Craigs broker Peter McIntyre said Moa's stock had carried a ''positive outlook'', given global growth in the craft beer market, but the 30% downgrade has altered that outlook to ''neutral'', because of rising risks.
''Moa still have the ability to post a profit, but that's dependent on successfully reorganising [New Zealand and Australian] distribution, and containing all other expenses; which aren't known,'' Mr McIntyre said.
Following Moa's downgrade late on Monday, its shares plummeted from $1.18 to stabilise and trade around 85c yesterday.
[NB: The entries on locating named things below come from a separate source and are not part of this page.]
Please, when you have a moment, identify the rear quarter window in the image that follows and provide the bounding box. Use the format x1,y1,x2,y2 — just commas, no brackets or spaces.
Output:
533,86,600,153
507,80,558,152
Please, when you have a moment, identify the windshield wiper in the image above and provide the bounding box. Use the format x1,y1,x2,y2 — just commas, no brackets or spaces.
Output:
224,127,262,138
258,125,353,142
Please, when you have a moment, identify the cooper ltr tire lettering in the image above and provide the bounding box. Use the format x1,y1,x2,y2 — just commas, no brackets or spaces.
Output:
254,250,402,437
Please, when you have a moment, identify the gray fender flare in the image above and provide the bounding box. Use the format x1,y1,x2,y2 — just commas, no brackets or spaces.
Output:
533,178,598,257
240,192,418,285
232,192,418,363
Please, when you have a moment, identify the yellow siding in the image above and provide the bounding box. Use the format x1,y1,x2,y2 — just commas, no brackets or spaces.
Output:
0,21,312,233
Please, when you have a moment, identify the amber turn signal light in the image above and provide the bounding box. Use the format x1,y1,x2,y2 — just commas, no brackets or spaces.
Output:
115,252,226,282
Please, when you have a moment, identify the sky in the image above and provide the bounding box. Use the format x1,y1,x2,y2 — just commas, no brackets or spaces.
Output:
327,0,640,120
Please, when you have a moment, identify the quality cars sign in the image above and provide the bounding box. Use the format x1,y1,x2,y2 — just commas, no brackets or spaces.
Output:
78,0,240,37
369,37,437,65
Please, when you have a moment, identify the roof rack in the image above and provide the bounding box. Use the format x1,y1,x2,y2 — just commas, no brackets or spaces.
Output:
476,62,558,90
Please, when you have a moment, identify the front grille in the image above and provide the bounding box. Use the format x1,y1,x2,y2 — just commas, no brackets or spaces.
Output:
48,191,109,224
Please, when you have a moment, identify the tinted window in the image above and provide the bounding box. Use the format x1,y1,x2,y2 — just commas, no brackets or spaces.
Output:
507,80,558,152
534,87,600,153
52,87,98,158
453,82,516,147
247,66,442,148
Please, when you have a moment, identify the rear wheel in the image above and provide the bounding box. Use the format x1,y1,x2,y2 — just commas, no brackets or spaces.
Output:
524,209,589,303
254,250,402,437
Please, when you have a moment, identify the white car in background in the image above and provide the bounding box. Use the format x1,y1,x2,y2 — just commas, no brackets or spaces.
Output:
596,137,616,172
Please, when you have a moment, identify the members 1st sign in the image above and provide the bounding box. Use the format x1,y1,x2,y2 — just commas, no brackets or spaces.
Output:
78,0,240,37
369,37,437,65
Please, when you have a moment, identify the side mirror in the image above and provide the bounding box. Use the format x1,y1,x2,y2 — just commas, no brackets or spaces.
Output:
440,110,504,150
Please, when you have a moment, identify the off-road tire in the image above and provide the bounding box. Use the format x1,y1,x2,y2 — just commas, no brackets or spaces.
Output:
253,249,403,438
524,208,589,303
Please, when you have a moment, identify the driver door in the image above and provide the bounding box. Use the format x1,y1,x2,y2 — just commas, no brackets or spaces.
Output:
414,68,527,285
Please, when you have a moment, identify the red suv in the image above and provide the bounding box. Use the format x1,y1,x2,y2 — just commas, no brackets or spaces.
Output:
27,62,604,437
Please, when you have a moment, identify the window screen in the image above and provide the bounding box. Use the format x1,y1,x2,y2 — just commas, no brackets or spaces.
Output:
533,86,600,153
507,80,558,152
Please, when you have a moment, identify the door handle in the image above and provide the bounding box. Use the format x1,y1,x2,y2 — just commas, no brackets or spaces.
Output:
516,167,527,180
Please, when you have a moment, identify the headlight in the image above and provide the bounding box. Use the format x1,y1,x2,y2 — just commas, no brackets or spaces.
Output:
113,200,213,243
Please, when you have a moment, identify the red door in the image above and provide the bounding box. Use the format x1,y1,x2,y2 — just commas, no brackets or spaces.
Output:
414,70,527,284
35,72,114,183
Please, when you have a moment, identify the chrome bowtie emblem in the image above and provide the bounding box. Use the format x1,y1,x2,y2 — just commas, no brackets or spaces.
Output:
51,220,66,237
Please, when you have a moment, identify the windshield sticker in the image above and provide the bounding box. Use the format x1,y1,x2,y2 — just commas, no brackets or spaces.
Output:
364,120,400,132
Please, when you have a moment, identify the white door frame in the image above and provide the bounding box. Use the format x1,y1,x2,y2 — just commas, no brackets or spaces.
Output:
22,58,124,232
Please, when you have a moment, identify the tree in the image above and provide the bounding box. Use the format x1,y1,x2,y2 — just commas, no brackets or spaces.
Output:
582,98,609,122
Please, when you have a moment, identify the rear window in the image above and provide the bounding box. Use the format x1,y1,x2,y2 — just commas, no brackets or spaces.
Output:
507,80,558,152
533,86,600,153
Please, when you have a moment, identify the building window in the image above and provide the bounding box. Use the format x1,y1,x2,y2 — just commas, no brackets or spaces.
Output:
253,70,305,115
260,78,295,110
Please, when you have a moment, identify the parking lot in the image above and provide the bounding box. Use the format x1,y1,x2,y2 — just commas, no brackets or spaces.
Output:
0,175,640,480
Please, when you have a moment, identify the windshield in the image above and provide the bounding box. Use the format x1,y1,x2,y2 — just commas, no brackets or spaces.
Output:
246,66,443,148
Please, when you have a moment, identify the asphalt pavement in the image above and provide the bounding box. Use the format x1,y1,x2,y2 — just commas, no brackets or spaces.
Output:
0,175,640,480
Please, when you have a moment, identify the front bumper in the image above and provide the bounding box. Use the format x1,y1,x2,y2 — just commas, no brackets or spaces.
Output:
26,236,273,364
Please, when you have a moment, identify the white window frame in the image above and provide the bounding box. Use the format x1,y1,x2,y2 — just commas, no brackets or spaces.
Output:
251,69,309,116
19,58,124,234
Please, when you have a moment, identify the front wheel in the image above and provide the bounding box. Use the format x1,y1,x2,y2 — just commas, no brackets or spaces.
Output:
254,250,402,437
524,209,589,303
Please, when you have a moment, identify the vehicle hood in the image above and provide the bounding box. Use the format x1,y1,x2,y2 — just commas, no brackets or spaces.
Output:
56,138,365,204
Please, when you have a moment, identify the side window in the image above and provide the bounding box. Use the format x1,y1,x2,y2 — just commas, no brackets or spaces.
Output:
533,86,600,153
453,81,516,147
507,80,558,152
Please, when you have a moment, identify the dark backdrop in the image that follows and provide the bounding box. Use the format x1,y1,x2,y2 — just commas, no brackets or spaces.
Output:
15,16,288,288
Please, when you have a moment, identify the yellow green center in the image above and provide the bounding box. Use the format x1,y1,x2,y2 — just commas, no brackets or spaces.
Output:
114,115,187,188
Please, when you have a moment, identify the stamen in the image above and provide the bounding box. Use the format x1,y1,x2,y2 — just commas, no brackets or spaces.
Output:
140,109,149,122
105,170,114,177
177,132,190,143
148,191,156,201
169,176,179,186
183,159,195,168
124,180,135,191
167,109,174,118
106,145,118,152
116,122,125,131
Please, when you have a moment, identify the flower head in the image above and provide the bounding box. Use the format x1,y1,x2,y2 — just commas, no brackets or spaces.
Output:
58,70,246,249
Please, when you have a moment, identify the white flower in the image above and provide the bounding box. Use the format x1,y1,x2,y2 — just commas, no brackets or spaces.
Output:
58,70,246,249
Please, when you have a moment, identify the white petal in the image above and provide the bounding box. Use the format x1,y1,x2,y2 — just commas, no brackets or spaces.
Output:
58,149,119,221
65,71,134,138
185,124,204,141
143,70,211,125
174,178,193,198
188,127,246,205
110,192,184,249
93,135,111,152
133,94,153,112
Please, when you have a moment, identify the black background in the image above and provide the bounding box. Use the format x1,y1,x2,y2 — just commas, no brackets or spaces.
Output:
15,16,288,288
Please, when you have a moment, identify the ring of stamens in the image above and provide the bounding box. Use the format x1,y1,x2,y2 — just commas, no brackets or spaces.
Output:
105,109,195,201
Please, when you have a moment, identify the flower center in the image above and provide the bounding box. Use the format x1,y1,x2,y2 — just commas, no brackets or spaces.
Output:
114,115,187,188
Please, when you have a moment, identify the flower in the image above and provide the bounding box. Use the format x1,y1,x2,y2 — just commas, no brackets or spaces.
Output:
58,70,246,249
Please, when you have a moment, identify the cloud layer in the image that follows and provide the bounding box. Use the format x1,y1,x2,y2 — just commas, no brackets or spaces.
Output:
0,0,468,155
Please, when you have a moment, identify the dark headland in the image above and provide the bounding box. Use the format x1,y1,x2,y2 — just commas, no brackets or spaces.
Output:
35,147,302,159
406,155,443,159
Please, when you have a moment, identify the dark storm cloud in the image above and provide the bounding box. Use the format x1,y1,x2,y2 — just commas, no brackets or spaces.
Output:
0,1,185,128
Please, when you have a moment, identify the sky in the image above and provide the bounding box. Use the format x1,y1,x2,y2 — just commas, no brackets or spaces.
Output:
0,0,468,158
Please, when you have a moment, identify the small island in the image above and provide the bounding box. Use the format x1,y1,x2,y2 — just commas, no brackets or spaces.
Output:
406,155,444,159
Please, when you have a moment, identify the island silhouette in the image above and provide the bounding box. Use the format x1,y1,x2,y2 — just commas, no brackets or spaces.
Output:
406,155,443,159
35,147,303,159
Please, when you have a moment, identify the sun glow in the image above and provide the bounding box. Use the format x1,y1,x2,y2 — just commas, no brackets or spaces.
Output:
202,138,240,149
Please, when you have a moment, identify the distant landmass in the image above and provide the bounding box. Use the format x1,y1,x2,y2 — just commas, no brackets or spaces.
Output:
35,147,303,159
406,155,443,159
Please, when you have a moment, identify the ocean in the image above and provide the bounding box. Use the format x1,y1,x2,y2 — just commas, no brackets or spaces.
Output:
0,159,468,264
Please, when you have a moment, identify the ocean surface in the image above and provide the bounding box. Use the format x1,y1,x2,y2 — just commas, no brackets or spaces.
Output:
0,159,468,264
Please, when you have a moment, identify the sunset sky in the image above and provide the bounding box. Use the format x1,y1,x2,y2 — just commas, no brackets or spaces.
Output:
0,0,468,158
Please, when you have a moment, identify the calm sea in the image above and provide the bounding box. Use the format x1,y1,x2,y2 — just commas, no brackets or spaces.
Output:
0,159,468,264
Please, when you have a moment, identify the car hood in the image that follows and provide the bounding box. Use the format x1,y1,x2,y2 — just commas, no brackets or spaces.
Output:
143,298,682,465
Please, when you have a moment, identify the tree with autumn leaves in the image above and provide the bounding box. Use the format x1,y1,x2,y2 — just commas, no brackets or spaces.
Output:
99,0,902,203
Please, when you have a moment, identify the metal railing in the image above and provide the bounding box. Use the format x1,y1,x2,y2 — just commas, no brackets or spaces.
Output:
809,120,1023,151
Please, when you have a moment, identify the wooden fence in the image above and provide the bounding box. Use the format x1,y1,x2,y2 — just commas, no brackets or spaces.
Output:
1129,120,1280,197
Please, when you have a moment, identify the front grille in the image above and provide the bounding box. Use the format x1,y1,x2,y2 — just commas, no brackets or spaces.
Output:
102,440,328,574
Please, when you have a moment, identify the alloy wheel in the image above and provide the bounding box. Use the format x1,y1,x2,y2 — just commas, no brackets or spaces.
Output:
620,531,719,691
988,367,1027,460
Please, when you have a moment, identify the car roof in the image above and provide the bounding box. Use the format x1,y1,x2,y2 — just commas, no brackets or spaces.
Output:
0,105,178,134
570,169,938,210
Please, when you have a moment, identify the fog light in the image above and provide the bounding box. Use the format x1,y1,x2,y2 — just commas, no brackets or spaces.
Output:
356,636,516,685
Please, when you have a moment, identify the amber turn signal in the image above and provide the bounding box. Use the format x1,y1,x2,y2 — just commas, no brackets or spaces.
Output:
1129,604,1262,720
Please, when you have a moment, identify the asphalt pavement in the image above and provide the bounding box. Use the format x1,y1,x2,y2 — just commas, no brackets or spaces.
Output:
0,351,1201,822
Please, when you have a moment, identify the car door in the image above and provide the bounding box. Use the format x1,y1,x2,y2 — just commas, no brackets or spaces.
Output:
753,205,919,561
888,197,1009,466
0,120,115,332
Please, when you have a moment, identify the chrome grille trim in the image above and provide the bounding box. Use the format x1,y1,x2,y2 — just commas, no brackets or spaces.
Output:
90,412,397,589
Mr McIntyre said ''neutral'' was assigned because of Moa's ''significant miss'' on sales compared with forecasts in its initial public offering last November, and the ''lack of visibility'' on problems in the New Zealand distribution chain.
''It's good to see Moa's being proactive in making changes... but disappointing changes were needed given the New Zealand distribution was finalised only 12 months ago,'' he said.
Aside from revenue growth declining, Mr McIntyre said changes now would likely see costs increase and Moa's growth trajectory would ''moderate''.
Because of the lower beer volume this year, Mr McIntyre said the planned $6.1 million in new brewery investment was likely to be delayed, until distribution was sorted out and future volume requirements became known.